Un savoir-faire à préserver
“Aujourd’hui, l’horlogerie traditionnelle et la mécanique d’art, c’est quelque chose qui est en danger », fait remarquer John-Mikaël Flaux. « Rares sont ceux qui ont la capacité de maîtriser tout le processus, de l’idée, du petit croquis à la pièce terminée, en passant par la conception et la fabrication.” D’où l’intérêt d’aller chercher conseil auprès des anciens ! Dans les livres, John-Mikaël Flaux vient glaner “des astuces, des façons de faire, de penser. J’aime bien me mettre dans l’état d’esprit des anciens. On a perdu beaucoup de choses, on risque d’en perdre encore plus s’il n’y a pas d’actions qui sont faites.” L’horloger évoque aussi le rapport aux outils qui a changé. « Il y avait énormément de soin apporté aux finitions, aux formes, aux petits détails parce qu’il y avait un vrai respect de la matière, du temps passé, même si c’était purement fonctionnel.” Sa présence aux 24h du Temps en juin dernier lui a permis de présenter son travail au grand public.
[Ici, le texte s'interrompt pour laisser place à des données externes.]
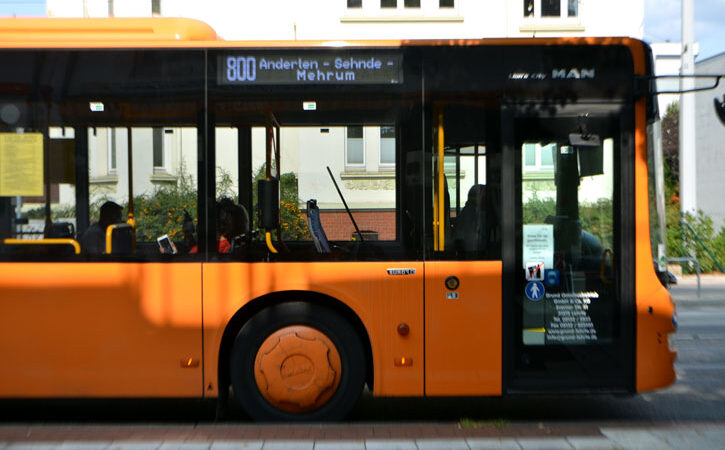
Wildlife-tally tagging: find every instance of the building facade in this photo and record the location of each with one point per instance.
(710, 144)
La suite pour John-Mikaël ? “Je vais osciller entre des objets garde-temps qui sont vraiment à indication horaire, où je m’inspire de choses de l’horlogerie et peut-être de l’architecture, et de l’autre côté, il y a tout ce qui est mécanique d’art.” Il souhaite aussi continuer d’aller à la rencontre du public pour faire connaître ces traditions horlogères. “Il y a des collectionneurs qui sont pour certains plus des mécènes, qui veulent vraiment soutenir cet art, mais on est très peu nombreux. Et au niveau de ces pièces d’exception, ces mécaniques d’art, ces automates, j’ai envie de partir sur des choses où il y a une expression du cœur, ce côté machine à rêve. Je veux raconter une histoire, faire voyager, faire rentrer les gens dans mon univers créatif.”